It was the best of DNS times, it was the worst of DNS times… ( May 2013 )
In the beginning, Al Gore and a team of computer pioneers decided to create the internet and on the 4th addressing try, the current method of IP was born. It quickly became obvious that telling your friends to visit 188.8.131.52 would keep the internet club esoteric to just us nerds, and from those needs DNS emerged. DNS is a simple concept, roughly you ask the root name servers who is the authority for a domain, then you ask that authority what does that domain translate to. Since most requests ( at the time ) would ask the root name servers bombarding it with packets, decisions had to be made so that users would get a timely response. The solution? Building DNS on the UDP protocol. While the choice at the time seemed obvious ( low latency, connectionless, smaller packet headers, no connection state bottlenecks, low CPU consumption ), it is now the reason why I sit here writing an article after a week of sleepless nights. Before you make any rash presumptions, the problem was not your typical amplification attack, simply a HUGE increase in DNS questions. At worst we were getting about 5MBps of traffic in and out with responses being sent to no consistent range of destinations.
To convey our problem I will need to convey the importance of DNS to our business model. We perform authoritative based answering for any questions sent to us, but do not worry, we are not malicious! This particular use case is for an advertising network of domain parking. SLD’s ( second level domains ) owners point millions of domains to our DNS servers which in return send responses back with varying IP addresses.

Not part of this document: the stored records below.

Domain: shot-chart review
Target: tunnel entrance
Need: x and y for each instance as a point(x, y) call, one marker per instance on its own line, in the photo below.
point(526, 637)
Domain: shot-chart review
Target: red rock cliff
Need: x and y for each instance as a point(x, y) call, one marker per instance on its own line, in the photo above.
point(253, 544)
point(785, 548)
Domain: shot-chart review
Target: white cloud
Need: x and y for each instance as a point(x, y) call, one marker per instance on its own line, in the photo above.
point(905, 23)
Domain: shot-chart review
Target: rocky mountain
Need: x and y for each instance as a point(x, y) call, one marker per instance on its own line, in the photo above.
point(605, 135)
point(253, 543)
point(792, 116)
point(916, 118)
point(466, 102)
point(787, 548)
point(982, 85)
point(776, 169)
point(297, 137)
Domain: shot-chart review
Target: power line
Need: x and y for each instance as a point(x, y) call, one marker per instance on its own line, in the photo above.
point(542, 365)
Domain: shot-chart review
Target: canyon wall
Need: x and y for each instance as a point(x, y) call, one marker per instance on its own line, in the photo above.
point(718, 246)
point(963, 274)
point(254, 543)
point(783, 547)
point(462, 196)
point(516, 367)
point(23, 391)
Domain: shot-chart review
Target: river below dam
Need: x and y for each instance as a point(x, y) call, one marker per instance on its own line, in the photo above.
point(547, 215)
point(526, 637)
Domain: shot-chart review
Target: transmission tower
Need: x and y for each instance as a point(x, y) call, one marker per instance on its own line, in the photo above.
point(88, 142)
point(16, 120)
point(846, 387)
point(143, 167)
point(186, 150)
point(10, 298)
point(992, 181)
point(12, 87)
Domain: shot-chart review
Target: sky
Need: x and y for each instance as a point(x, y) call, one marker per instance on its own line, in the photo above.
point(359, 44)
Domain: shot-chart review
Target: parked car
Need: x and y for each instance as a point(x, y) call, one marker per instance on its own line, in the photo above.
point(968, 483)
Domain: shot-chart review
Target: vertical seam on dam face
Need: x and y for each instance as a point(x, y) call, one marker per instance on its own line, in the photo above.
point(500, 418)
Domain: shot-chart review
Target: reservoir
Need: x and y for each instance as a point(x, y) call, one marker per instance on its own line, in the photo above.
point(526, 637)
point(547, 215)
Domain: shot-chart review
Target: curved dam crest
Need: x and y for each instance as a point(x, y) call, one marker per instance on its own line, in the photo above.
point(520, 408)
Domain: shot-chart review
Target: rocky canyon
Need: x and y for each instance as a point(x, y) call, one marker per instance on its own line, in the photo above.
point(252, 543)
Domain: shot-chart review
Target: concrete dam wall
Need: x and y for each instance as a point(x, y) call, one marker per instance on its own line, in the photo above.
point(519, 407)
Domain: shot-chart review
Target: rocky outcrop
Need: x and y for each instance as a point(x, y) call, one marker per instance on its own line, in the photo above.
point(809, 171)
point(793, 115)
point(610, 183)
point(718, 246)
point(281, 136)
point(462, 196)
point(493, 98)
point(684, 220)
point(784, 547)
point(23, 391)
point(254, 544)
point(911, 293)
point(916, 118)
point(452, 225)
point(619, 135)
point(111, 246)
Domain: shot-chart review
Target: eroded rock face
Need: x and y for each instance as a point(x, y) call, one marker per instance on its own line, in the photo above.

With such a wide variety of traffic, the DNS back-end must be able to cope with huge amounts of requests of all types regardless of potential maliciousness from the source. Simply put, we can not pick and choose with whom we respond to as all traffic is vital. Our normal qps ( questions per second ) before the jump was around 500 with peaks of about 1,000. Once we knew it was not an amplification problem we were able to start thinking about how to increase capacity.
At the time we were sitting on top of a strong authoritative infrastructure that had chugged along well overpowered for years. The setup was a Netscaler load balancer and behind it, 4 physical 8 core DNS servers. At the 7th layer was PowerDNS utilizing a MySQL backend.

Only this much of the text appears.